Lunsford underscored the need for higher education to adapt; for example, students could post their essays online, accommodating their preference for an audience and online discussion.
But Lunsford said adaptation must go even further: What does an English professor say when a student approaches her and says, "I know you'd like me to write an essay, but I'd like to make a documentary"?
In light of this brave new world, it can be hard to remember that only a few decades ago doomsday prophets were predicting the death of the written word, as telephones and television increased their domination over a culture, and business CEOs dictated their letters into Dictaphones.
In those days, graduation from college largely meant goodbye to writing. An office memo, letters or "annotated cookbooks" were about the only written expressions of the adult world, said Lunsford, unless they were headed for jobs in the media or in academia. Writing was "instrumental" – designed for a purpose, such as a purchasing agreement, or advertising to sell a product.
Today's landscape alters fundamental notions of what writing is.

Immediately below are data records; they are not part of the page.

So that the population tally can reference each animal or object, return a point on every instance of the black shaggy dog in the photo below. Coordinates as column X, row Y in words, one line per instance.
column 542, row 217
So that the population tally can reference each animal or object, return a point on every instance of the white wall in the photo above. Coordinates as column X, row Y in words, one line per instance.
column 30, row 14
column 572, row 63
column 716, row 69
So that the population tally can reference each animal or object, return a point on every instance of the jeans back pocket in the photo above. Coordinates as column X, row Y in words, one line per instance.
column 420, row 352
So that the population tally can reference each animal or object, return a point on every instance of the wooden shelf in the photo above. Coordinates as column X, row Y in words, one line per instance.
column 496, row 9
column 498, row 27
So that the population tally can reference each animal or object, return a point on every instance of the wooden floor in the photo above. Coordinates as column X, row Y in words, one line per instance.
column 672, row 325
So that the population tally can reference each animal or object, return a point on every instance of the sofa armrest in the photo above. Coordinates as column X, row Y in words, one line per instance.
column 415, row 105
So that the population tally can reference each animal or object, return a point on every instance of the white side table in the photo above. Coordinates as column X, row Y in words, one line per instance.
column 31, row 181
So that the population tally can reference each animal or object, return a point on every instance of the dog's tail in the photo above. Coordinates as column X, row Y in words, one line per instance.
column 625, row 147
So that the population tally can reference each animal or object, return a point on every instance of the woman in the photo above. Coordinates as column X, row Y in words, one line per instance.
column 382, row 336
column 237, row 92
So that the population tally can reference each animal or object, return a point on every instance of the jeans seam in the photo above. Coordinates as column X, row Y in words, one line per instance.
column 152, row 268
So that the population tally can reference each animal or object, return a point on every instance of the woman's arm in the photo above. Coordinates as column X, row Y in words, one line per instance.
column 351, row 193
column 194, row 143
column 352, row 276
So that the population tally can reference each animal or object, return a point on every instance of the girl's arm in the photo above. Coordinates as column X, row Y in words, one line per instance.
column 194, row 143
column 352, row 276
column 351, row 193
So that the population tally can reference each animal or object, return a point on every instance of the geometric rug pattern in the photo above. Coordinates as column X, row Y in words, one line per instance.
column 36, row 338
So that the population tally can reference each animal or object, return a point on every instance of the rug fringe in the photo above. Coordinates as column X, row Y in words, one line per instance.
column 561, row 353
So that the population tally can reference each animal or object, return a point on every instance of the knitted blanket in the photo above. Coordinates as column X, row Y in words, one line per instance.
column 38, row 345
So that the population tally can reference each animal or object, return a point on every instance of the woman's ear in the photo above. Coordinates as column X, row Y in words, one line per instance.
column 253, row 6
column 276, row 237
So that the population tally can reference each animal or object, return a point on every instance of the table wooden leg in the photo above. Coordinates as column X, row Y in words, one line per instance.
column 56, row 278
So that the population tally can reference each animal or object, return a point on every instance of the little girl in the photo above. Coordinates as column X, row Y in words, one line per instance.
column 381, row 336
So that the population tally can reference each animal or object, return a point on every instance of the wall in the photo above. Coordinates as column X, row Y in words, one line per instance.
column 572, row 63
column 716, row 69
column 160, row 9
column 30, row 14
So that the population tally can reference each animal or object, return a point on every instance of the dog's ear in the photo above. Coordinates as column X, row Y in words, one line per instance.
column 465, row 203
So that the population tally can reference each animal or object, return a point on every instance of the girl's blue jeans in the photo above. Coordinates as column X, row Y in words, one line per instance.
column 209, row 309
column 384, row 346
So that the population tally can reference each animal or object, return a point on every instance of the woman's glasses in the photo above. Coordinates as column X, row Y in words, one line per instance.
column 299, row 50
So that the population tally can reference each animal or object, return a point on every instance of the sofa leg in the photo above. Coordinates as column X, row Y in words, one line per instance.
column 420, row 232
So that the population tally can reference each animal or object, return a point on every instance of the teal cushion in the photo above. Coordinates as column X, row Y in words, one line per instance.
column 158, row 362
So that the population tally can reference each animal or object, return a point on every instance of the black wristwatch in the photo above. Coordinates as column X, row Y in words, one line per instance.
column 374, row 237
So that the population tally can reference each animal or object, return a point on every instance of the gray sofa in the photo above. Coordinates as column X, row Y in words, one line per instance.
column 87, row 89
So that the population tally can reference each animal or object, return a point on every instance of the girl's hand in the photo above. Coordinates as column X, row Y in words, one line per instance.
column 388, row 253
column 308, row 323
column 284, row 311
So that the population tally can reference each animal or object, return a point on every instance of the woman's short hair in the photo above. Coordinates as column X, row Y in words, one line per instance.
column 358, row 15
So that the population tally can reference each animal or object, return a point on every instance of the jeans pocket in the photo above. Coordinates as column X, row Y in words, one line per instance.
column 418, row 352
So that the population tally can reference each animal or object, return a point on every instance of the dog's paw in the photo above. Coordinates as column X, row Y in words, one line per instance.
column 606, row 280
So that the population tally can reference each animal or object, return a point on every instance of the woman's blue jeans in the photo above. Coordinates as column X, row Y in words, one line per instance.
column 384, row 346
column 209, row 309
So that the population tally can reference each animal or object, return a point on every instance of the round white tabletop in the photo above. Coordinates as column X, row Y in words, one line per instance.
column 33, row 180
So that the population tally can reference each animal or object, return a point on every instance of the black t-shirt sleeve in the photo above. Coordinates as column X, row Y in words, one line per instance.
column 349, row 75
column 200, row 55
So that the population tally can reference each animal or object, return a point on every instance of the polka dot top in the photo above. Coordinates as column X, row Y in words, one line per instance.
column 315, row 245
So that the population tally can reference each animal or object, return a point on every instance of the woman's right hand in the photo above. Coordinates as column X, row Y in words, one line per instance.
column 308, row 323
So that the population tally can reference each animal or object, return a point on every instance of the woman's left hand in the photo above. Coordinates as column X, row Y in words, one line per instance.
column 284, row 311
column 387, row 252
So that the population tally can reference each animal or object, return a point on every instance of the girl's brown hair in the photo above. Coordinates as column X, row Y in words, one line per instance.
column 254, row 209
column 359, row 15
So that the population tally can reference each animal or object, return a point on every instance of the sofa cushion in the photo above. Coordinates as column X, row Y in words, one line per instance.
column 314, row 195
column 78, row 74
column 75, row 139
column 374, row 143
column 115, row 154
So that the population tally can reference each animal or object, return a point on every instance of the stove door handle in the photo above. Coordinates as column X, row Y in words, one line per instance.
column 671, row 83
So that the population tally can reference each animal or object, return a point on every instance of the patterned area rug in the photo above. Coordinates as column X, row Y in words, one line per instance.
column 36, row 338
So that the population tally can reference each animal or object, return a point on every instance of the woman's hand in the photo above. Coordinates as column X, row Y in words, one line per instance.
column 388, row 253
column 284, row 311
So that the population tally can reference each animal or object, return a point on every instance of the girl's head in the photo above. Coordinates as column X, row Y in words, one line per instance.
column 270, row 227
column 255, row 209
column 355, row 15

According to Lunsford, "The everyday understanding of writing is usually operational as opposed to epistemic."
Epistemic writing creates knowledge. (Think of all those times when you don't know what to think till you begin writing.) Such epistemic writing is an exploration, rather than declaration. It's the writing that dominates journals, letters and many blogs. Clearly, the students' sense of agency extends to self-knowledge as well as changing the world.
Comparing the Stanford students' writing with their peers from the mid-1980s, Lunsford found that the writing of today's students is about three times as long –they have "the ability to generate more prose."
They are also likely to make different kinds of errors. The number one error 20 years ago was spelling – a problem easily circumvented today by a spellchecker. Today's number one error is using the wrong word – "constraint" instead of "constrained," for example, or using the wrong preposition.
Lunsford recalls one student writing "I feel necrotic" rather than "neurotic."
Some nevertheless insist that writing today is substandard, littered with too many LOLs and OMGs. However, Lunsford noted that Stanford students were adept at different writing for different audiences. Moreover, they are changing the game: For a graphic novel such as Chris Ware's Jimmy Corrigan: The Smartest Kid on Earth, "traditional reading strategies do not work. Every single word is important." And websites, though they can be skimmed with a click, can be very labor- and thought-intensive.
"College writers need to be able to retain the best of print literacy, and know how to deploy it for their own purposes," said Lunsford. "They also need and deserve to be exposed to new forms of expression."
With the more playful, inventive and spontaneous forms of writing available to them, are today's students losing the taste for more complex English?
"Every time I pick up Henry James, I have to relearn how to read Henry James. We don't want to lose the ability to do that kind of reading and writing," said Lunsford.
"Thinking about hard things requires hard prose. We can boil things down, prepare for a different audiences, but when it comes to hard things, I don't think it can be worked out in 140 characters."